There are at least twenty autoantibodies associated with heart failure and cardiac dysfunction, including anti-Na pump, anti-SERCA, antilaminin and anti-hsp60 antibodies [2]. The injury to myocardium is believed to be a crucial trigger to the autoimmune of these two heart diseases. In this study, we found that the anti-CA IV antibody titer in the serum of heart failure patients was significantly higher than that of healthy control. The CA IV is the predominant CA isozyme in the heart, antigen exposure because of the long-time injury of heart cells might be the trigger of the generation of anti-CA IV antibody in heart failure patients [2, 11]. There was no significant change of the anti-CA IV antibody in the serum of patients with hypertensive nephropathy and T2DN, while total CA activity of these two diseases was higher than the control. It was suggested that the antigen exposure was not the trigger of the generation of anti-CA IV antibody in these diseases.

The cytokine including IL-6, IL-17, IFN- 𝛾 , and TNF- 𝛼 were upregulated in these diseases. Overproduction of TNF- 𝛼 supports and even amplifies the inflammatory process leading to insulin resistance [23]. TNF- 𝛼 may activate both proapoptotic and antiapoptotic pathways.

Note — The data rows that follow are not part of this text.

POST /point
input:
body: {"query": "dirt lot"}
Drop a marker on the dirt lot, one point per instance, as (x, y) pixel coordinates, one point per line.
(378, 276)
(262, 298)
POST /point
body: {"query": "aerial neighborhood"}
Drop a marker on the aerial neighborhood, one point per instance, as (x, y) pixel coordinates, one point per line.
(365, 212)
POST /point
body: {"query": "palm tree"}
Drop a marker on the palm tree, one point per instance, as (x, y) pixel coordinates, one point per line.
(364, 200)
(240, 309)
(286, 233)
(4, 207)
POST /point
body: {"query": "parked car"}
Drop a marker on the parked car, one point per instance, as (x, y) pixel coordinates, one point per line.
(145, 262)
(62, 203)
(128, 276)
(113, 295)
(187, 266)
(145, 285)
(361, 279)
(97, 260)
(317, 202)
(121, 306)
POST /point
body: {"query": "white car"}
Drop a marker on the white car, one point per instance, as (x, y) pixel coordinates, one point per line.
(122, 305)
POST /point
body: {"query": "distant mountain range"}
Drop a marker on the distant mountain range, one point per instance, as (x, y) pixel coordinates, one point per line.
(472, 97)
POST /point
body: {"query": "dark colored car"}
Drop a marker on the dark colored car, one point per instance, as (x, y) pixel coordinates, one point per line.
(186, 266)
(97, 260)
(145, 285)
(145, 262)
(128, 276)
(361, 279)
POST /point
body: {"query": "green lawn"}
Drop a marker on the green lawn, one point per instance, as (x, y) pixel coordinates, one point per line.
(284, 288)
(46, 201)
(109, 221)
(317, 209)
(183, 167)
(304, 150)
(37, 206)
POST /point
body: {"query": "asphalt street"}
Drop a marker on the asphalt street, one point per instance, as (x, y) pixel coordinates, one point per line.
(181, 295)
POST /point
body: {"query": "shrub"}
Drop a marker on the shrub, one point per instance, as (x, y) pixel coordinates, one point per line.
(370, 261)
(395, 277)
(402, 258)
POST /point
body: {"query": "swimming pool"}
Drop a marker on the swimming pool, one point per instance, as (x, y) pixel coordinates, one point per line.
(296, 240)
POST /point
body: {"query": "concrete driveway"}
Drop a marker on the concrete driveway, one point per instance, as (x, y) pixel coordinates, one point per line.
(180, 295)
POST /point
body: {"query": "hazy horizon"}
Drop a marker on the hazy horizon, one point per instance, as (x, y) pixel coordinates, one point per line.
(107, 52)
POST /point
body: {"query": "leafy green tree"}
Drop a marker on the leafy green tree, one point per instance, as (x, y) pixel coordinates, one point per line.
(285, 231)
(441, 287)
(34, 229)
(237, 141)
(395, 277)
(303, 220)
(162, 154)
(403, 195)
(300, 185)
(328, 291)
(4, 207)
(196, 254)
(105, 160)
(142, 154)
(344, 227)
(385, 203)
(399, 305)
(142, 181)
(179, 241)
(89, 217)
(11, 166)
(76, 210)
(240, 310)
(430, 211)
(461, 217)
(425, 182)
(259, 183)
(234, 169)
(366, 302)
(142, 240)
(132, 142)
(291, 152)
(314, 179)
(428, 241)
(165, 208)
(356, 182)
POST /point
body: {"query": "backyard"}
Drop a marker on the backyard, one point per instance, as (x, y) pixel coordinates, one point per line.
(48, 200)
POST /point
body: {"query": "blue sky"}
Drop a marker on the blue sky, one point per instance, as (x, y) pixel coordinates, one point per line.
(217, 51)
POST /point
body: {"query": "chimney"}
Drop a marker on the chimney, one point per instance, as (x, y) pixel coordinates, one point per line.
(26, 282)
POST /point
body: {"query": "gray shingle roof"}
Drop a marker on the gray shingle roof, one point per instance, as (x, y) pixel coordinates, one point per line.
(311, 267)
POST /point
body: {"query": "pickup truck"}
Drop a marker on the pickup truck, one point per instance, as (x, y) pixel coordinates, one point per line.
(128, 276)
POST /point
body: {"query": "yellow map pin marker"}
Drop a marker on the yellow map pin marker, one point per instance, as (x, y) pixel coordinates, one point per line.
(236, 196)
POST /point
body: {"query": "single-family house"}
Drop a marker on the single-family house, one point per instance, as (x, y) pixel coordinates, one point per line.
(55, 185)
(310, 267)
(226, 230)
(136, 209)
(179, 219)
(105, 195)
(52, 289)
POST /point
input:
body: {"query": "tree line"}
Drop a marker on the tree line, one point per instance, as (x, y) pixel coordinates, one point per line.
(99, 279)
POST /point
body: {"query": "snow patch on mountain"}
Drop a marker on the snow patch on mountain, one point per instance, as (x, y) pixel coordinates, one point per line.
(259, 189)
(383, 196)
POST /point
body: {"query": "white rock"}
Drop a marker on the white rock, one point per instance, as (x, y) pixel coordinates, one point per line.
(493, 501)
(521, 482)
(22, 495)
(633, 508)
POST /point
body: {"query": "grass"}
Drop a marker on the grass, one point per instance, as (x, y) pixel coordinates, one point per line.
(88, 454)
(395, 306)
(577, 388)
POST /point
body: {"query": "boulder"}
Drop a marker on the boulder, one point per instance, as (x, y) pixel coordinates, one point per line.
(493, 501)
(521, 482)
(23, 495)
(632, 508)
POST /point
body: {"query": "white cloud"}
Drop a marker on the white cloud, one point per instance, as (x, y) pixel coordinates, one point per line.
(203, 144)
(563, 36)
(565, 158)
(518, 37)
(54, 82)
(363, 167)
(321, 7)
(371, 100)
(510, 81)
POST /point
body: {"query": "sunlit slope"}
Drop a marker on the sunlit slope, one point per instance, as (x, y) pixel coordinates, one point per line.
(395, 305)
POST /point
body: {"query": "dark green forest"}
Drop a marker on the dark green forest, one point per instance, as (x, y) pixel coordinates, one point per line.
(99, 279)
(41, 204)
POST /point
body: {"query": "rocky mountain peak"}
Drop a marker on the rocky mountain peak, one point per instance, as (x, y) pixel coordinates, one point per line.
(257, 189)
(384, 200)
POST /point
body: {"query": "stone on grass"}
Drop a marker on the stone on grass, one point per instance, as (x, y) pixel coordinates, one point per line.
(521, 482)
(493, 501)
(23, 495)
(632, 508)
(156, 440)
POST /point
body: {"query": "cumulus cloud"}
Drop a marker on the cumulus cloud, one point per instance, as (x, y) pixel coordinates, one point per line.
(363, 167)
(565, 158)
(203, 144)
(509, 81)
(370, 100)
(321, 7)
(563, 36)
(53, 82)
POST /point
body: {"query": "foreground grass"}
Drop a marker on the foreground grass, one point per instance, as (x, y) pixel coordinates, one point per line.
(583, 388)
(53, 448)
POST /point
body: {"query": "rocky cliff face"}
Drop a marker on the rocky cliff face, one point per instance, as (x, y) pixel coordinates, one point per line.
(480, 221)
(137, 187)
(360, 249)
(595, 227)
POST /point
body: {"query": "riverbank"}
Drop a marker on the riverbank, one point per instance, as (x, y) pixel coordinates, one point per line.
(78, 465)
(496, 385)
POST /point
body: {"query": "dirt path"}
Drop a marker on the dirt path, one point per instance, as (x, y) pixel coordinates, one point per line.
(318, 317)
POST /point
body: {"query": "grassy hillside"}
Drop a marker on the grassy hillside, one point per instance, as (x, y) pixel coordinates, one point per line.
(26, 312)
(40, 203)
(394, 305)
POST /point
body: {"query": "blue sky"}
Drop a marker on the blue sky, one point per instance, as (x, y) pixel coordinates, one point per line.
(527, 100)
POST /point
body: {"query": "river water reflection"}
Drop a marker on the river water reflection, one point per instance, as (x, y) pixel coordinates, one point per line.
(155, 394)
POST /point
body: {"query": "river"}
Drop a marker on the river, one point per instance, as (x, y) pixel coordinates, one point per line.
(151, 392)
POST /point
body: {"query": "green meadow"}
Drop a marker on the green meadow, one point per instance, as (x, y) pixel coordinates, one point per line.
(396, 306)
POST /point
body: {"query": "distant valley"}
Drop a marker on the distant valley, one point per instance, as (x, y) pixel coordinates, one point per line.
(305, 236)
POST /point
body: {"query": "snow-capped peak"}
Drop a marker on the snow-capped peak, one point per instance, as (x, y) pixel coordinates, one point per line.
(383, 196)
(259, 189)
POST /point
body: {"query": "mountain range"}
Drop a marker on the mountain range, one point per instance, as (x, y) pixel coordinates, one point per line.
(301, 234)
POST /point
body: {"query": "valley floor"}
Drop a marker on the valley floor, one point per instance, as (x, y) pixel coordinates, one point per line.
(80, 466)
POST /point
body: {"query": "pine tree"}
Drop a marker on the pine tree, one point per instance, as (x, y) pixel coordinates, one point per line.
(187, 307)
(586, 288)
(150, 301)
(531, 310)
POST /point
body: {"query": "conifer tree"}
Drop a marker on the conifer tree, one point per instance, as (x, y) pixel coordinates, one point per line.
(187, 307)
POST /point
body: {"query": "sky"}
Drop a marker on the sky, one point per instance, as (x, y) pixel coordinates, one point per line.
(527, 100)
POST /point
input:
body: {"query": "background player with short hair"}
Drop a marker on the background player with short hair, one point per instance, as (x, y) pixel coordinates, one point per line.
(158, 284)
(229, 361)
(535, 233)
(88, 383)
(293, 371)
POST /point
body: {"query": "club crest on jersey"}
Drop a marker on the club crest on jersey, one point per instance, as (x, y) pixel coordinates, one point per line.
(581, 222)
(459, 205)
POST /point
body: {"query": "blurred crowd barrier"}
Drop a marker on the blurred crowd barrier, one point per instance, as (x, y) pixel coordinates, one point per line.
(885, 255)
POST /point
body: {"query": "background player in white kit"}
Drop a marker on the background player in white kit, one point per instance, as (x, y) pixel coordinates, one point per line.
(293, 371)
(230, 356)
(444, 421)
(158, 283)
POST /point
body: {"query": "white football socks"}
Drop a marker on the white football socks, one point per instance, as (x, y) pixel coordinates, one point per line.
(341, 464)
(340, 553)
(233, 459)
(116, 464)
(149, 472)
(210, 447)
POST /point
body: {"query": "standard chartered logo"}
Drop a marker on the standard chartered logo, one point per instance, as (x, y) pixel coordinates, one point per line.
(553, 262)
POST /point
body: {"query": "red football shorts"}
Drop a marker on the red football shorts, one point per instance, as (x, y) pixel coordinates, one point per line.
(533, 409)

IL-17 plays an important role in the pathogenesis of several autoimmune diseases, and the importance of IL-17 has been demonstrated in various animal models [24, 25]. IL-6 has also been involved in metabolism, endocrine, and neoplastic disorders, and the endocrinopathy is also a motivator of autoimmune [2, 26].

Autoantibodies play important roles during physiological and pathological processes. Mouse models have shown that autoantibodies can activate the alternative pathway and induce in cell lysis and tissue damage [25]. In this study, we found that the anti-CA IV antibody could suppress the total CA activity. The mechanism of this phenomenon might be the active centre of CA IV was suppressed by the binding of CA IV and anti-CA IV antibody. This experiment was not done using anti-CA III antibody because the activity of CA III in hydrating carbon dioxide is very low (only about 2% of CA I and CA II [27]).

In conclusion, we found that there are unusually high titers of anti-CA III and/or anti-CA IV antibodies in the serum of RA, SLE, T1D, T1DN, T2D, T2DN, and heart failure patients with the abnormal level of cytokines and antioxidant enzymes. The generation of CA III and IV autoantibodies, the antioxidant enzymes, and cytokines might influence each other and the CA autoantibodies might affect the normal physiology function of CA.

Acknowledgment

This work was supported by the Natural Science Foundation of China (No. 81271924). The authors would like to thank Dr. Meng Shuang of the National Center for Clinical Laboratories, Beijing, People’s Republic of China for the detection standardization of ELISA.